The video project for work had many starting and stopping points, and in between I had five minutes to an hour or so to do other things. Writing was nearly useless. My writing time needs to be a consistent stretch, uninterrupted. Impossible to schedule with this project. As a result, what I did manage to write was crap. More on that in a minute.
The project lasted three months, and during that time I wrote in my head more than on the computer. I would love to say this was just an excuse for the crazy procrastination gene, but anyone would be hard pressed to work 70-80 hours a week and still find time to write. I did the best I could though. Between Jan-Mar I updated the site with 20 reviews, video logs and blog posts. The writing that really mattered is what suffered the most. Working on a book of short stories as well as the novel during this time became a bit overwhelming. It proved to be a valuable lesson.
Writing a fictional story is not like writing a blog post, article, or even a school paper. It’s an entirely new ball game. It requires a different level of thought. Personally, it required that I have a schedule etched in stone. There are authors like J.D Mader that can churn out a wonderful piece of fiction in ten minutes. The lazy part of me thinks that I have that skill, and can develop a story in an hour. The truth is quite different. I’m not at that level. Yet. Will I get there someday? Perhaps. But for now I stick to the schedule…as best as I can.
As I mentioned in the last Indies Unlimited article, I ended up throwing the novel out and starting over.

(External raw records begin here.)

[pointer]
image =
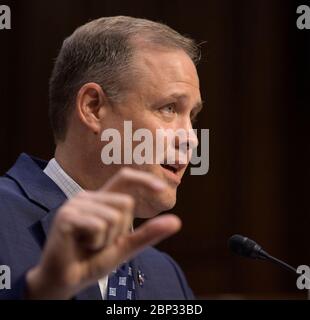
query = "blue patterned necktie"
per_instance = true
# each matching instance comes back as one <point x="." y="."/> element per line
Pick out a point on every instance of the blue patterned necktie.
<point x="121" y="284"/>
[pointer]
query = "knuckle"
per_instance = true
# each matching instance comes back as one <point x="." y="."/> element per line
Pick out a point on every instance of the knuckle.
<point x="129" y="201"/>
<point x="125" y="172"/>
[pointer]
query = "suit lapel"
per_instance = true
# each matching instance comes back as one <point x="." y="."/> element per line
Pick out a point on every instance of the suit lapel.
<point x="40" y="189"/>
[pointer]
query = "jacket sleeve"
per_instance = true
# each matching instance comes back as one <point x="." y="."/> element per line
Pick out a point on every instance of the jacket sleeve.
<point x="17" y="290"/>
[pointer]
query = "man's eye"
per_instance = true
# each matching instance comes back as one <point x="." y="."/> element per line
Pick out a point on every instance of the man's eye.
<point x="170" y="108"/>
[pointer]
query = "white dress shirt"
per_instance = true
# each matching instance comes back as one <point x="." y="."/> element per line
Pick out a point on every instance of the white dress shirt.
<point x="70" y="188"/>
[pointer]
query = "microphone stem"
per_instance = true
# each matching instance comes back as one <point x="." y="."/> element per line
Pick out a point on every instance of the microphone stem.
<point x="278" y="261"/>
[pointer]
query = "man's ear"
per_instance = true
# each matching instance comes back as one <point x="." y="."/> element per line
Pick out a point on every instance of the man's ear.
<point x="91" y="103"/>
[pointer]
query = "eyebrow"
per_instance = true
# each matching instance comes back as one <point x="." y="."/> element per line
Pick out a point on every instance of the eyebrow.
<point x="198" y="105"/>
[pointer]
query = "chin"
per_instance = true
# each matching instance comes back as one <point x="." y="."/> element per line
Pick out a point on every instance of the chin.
<point x="153" y="207"/>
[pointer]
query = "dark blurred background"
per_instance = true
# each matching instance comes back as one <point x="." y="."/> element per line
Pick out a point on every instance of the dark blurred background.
<point x="255" y="81"/>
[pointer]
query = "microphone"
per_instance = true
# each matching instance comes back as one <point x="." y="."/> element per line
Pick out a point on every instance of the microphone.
<point x="248" y="248"/>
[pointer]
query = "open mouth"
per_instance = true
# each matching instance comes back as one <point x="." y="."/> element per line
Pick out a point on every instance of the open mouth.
<point x="168" y="167"/>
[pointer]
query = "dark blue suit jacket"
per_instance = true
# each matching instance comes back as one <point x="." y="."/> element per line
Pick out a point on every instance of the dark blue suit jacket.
<point x="28" y="202"/>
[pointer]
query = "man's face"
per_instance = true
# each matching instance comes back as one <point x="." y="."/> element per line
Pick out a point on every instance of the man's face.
<point x="166" y="96"/>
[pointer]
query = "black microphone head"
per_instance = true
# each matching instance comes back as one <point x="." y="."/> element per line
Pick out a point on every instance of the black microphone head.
<point x="244" y="246"/>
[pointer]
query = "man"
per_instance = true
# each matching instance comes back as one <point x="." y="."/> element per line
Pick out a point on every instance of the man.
<point x="66" y="226"/>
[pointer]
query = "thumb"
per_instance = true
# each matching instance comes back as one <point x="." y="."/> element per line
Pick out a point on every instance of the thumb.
<point x="148" y="234"/>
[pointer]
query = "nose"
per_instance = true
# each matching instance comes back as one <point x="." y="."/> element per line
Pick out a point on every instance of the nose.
<point x="188" y="140"/>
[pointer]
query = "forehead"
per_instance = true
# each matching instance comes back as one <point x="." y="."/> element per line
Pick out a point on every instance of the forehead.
<point x="166" y="69"/>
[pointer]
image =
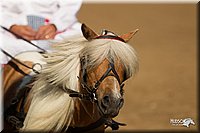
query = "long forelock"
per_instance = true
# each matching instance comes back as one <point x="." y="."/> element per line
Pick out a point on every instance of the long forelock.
<point x="113" y="50"/>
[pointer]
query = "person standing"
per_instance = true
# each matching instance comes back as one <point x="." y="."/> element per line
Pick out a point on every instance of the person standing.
<point x="37" y="21"/>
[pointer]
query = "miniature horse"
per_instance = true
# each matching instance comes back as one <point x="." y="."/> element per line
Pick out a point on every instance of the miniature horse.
<point x="79" y="85"/>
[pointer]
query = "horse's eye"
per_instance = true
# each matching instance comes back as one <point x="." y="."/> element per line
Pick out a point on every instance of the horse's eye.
<point x="121" y="89"/>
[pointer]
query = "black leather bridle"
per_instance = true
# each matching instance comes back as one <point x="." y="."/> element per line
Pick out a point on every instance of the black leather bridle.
<point x="91" y="90"/>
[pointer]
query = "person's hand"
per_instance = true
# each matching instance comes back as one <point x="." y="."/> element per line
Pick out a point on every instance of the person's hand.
<point x="46" y="32"/>
<point x="23" y="31"/>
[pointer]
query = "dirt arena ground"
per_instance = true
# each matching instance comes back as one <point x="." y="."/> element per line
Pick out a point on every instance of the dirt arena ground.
<point x="166" y="85"/>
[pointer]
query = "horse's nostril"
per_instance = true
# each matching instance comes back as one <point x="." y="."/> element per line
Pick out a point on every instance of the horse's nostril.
<point x="121" y="102"/>
<point x="106" y="100"/>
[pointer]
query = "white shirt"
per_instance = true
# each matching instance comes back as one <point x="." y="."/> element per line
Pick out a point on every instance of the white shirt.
<point x="62" y="13"/>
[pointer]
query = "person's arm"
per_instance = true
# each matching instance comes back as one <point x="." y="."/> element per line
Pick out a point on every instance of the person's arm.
<point x="10" y="13"/>
<point x="12" y="18"/>
<point x="66" y="15"/>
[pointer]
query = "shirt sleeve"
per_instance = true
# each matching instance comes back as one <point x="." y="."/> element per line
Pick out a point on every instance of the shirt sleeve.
<point x="10" y="13"/>
<point x="65" y="16"/>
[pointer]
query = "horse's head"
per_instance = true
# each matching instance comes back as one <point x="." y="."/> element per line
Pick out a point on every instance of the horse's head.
<point x="104" y="71"/>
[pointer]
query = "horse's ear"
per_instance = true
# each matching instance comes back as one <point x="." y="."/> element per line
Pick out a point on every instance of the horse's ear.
<point x="88" y="33"/>
<point x="129" y="35"/>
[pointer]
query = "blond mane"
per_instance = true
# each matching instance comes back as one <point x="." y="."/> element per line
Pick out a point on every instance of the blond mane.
<point x="51" y="107"/>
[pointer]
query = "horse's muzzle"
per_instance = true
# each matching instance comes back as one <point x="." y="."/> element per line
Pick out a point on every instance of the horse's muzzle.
<point x="110" y="106"/>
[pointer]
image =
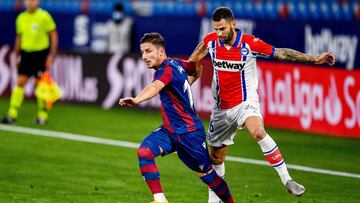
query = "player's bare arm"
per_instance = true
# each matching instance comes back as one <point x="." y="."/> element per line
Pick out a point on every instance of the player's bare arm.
<point x="147" y="93"/>
<point x="290" y="55"/>
<point x="199" y="53"/>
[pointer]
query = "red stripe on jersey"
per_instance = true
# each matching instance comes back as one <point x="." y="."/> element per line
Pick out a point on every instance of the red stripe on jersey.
<point x="180" y="110"/>
<point x="230" y="89"/>
<point x="166" y="76"/>
<point x="210" y="37"/>
<point x="144" y="152"/>
<point x="166" y="122"/>
<point x="149" y="168"/>
<point x="275" y="157"/>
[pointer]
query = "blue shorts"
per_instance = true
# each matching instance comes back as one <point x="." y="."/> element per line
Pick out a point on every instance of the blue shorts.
<point x="191" y="147"/>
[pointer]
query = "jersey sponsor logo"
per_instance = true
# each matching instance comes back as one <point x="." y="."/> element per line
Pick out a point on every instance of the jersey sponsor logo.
<point x="244" y="51"/>
<point x="233" y="66"/>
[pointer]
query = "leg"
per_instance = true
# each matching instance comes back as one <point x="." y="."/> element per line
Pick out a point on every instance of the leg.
<point x="217" y="156"/>
<point x="16" y="100"/>
<point x="193" y="152"/>
<point x="221" y="132"/>
<point x="217" y="185"/>
<point x="157" y="143"/>
<point x="272" y="153"/>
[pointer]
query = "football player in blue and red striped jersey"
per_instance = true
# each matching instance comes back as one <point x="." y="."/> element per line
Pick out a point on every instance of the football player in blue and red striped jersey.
<point x="182" y="130"/>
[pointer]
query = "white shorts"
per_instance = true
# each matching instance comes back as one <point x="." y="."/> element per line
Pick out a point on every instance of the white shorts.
<point x="225" y="122"/>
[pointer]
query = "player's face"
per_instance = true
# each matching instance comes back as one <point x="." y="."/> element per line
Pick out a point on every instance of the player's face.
<point x="225" y="30"/>
<point x="32" y="4"/>
<point x="151" y="54"/>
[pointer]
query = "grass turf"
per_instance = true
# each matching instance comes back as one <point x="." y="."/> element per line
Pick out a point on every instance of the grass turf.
<point x="40" y="169"/>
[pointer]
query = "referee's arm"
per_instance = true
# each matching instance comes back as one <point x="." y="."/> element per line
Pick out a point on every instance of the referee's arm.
<point x="17" y="48"/>
<point x="53" y="48"/>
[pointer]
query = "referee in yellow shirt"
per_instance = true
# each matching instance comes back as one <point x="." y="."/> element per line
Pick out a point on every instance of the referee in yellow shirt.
<point x="36" y="44"/>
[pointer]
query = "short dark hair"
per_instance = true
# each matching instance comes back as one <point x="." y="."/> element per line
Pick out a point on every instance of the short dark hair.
<point x="223" y="13"/>
<point x="119" y="7"/>
<point x="153" y="38"/>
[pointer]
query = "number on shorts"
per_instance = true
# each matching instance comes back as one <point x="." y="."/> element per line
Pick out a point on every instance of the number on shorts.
<point x="187" y="89"/>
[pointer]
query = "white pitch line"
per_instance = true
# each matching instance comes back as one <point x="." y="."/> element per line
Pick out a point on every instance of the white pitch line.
<point x="97" y="140"/>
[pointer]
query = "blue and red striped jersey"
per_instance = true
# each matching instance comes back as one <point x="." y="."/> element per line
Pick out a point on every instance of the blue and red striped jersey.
<point x="177" y="106"/>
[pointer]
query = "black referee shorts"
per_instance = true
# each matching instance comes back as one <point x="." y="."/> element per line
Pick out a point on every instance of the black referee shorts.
<point x="33" y="63"/>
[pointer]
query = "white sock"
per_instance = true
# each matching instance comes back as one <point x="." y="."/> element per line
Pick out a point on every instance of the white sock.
<point x="220" y="170"/>
<point x="267" y="144"/>
<point x="160" y="197"/>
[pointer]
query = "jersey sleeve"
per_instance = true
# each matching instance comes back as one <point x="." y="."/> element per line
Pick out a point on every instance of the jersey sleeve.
<point x="261" y="48"/>
<point x="190" y="67"/>
<point x="209" y="37"/>
<point x="165" y="75"/>
<point x="50" y="23"/>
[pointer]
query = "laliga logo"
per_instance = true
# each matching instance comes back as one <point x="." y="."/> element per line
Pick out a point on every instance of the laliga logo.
<point x="333" y="106"/>
<point x="307" y="101"/>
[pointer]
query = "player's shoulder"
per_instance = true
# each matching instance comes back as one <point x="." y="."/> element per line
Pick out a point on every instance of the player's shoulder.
<point x="43" y="12"/>
<point x="248" y="38"/>
<point x="210" y="37"/>
<point x="21" y="15"/>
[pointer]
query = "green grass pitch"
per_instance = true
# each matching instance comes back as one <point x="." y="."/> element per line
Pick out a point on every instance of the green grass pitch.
<point x="42" y="169"/>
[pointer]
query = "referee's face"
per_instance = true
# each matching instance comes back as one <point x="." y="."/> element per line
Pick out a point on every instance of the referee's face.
<point x="32" y="4"/>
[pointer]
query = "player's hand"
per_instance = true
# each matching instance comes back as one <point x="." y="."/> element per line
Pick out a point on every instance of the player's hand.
<point x="325" y="58"/>
<point x="128" y="101"/>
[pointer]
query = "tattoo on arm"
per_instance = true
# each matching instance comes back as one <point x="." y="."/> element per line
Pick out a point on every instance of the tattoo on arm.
<point x="290" y="55"/>
<point x="199" y="53"/>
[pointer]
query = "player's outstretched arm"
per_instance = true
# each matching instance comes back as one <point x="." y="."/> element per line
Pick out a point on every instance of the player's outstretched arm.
<point x="199" y="53"/>
<point x="290" y="55"/>
<point x="147" y="93"/>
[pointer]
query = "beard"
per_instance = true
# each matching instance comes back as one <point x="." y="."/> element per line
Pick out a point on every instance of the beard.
<point x="229" y="37"/>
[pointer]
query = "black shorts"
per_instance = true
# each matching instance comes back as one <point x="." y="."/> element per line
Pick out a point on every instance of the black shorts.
<point x="33" y="63"/>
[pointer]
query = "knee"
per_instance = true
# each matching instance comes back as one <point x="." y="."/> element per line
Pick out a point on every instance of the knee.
<point x="259" y="133"/>
<point x="217" y="160"/>
<point x="145" y="152"/>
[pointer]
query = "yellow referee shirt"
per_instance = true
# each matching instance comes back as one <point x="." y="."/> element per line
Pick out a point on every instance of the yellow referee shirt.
<point x="33" y="29"/>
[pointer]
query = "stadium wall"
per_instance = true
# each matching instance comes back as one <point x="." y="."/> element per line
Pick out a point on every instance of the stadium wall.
<point x="300" y="97"/>
<point x="83" y="32"/>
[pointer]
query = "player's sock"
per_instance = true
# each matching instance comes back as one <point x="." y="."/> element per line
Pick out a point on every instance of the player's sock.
<point x="160" y="197"/>
<point x="149" y="170"/>
<point x="42" y="110"/>
<point x="218" y="185"/>
<point x="274" y="157"/>
<point x="16" y="99"/>
<point x="220" y="170"/>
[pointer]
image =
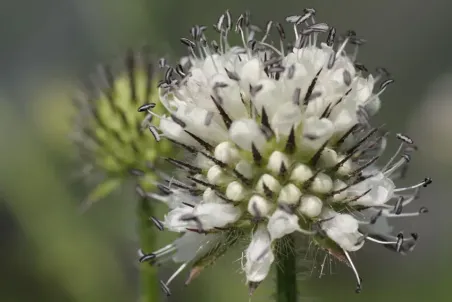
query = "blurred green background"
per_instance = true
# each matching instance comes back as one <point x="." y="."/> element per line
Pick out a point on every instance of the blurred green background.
<point x="50" y="252"/>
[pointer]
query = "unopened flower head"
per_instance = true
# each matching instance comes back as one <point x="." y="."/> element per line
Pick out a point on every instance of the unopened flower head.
<point x="110" y="133"/>
<point x="280" y="143"/>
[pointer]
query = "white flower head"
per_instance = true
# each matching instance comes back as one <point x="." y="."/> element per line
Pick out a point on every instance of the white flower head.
<point x="281" y="143"/>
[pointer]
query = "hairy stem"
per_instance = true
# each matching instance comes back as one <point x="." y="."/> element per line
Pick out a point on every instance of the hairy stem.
<point x="149" y="288"/>
<point x="286" y="277"/>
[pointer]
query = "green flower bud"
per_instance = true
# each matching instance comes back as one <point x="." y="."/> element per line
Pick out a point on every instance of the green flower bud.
<point x="112" y="136"/>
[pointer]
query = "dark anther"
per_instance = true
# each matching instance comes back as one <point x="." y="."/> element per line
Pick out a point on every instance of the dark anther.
<point x="146" y="107"/>
<point x="147" y="257"/>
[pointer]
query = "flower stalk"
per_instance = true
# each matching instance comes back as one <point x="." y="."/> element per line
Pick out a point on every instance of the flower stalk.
<point x="286" y="275"/>
<point x="149" y="289"/>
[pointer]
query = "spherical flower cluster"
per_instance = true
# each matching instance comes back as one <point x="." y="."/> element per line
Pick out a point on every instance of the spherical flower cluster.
<point x="278" y="143"/>
<point x="109" y="132"/>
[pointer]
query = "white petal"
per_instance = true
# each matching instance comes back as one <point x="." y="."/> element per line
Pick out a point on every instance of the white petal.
<point x="310" y="205"/>
<point x="174" y="220"/>
<point x="246" y="131"/>
<point x="259" y="256"/>
<point x="343" y="229"/>
<point x="213" y="215"/>
<point x="192" y="244"/>
<point x="316" y="132"/>
<point x="174" y="131"/>
<point x="282" y="223"/>
<point x="287" y="116"/>
<point x="381" y="190"/>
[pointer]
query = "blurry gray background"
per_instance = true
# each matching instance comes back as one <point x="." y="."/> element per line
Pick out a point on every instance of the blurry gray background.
<point x="50" y="253"/>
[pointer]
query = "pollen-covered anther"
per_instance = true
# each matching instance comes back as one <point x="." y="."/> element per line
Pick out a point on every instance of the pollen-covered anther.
<point x="280" y="142"/>
<point x="321" y="184"/>
<point x="328" y="158"/>
<point x="245" y="168"/>
<point x="339" y="190"/>
<point x="217" y="176"/>
<point x="300" y="174"/>
<point x="346" y="167"/>
<point x="277" y="158"/>
<point x="259" y="207"/>
<point x="289" y="194"/>
<point x="227" y="153"/>
<point x="235" y="191"/>
<point x="310" y="206"/>
<point x="268" y="185"/>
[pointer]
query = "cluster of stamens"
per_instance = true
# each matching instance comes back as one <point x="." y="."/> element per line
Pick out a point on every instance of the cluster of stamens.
<point x="278" y="141"/>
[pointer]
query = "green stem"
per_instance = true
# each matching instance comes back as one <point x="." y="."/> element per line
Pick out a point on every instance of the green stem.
<point x="286" y="275"/>
<point x="149" y="290"/>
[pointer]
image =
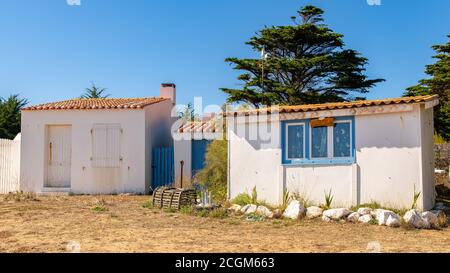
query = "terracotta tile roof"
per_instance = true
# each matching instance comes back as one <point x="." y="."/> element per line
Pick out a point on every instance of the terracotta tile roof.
<point x="335" y="106"/>
<point x="210" y="126"/>
<point x="95" y="104"/>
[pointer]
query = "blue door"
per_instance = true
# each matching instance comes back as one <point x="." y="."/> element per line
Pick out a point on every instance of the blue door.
<point x="162" y="167"/>
<point x="198" y="154"/>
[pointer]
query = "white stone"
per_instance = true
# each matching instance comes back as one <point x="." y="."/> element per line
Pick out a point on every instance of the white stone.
<point x="382" y="216"/>
<point x="235" y="207"/>
<point x="364" y="211"/>
<point x="250" y="208"/>
<point x="430" y="219"/>
<point x="313" y="212"/>
<point x="264" y="211"/>
<point x="393" y="221"/>
<point x="365" y="219"/>
<point x="337" y="214"/>
<point x="294" y="210"/>
<point x="414" y="219"/>
<point x="353" y="217"/>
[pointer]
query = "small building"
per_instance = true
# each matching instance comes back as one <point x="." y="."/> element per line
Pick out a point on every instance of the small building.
<point x="358" y="152"/>
<point x="95" y="146"/>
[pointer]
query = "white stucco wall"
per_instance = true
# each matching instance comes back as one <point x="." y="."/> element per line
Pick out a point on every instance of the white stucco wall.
<point x="393" y="156"/>
<point x="130" y="177"/>
<point x="428" y="195"/>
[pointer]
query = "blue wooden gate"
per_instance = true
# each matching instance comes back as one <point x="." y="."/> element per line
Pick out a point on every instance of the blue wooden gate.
<point x="198" y="154"/>
<point x="162" y="167"/>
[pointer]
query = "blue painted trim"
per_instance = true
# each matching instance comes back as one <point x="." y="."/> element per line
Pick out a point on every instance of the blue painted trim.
<point x="321" y="161"/>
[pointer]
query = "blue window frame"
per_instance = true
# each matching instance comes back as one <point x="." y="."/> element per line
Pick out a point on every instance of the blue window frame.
<point x="304" y="145"/>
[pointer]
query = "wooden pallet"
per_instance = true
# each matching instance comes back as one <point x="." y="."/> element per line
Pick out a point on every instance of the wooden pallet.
<point x="173" y="198"/>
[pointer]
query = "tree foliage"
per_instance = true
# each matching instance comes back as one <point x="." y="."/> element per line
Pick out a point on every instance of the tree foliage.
<point x="214" y="174"/>
<point x="306" y="63"/>
<point x="95" y="92"/>
<point x="439" y="84"/>
<point x="10" y="116"/>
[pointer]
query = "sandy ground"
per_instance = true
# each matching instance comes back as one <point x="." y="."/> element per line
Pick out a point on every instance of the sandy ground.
<point x="49" y="224"/>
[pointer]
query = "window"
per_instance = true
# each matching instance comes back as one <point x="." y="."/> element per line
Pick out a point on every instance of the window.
<point x="295" y="140"/>
<point x="106" y="142"/>
<point x="342" y="141"/>
<point x="334" y="144"/>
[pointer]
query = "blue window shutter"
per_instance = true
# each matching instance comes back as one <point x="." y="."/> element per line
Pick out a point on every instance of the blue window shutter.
<point x="295" y="143"/>
<point x="341" y="139"/>
<point x="319" y="145"/>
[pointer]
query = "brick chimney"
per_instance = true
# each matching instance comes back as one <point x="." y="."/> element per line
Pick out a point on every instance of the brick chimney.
<point x="169" y="91"/>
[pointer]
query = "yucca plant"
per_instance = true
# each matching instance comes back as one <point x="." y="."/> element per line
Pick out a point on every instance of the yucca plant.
<point x="415" y="199"/>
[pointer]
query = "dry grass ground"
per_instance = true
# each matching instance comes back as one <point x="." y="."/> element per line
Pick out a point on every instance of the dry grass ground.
<point x="122" y="224"/>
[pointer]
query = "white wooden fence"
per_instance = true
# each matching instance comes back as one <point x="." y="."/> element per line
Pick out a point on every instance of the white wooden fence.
<point x="9" y="165"/>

It was crap. There were issues from the start, newbie mistakes that I couldn’t work around. I have the newly revised outline, a new schedule, and determination. I will get it done, even if I have to document my weekly progress as an incentive. The short stories I’m working on have fared much better than the novel. One in particular though seems to be growing legs of its own, and might actually turn out to be a novella. It’s at 13k words now and I’m not even half-way there yet. I think. With this one it’s hard to tell. I have a rough outline, but some of the scenes I thought would be rather short are turning into long chapters. We’ll see. I need to finish it first before I start editing. Great advice from Chris James by the way.
So, now you’re caught up on my writing journey. Hey, if it were easy then everyone would write a book. Oh, wait…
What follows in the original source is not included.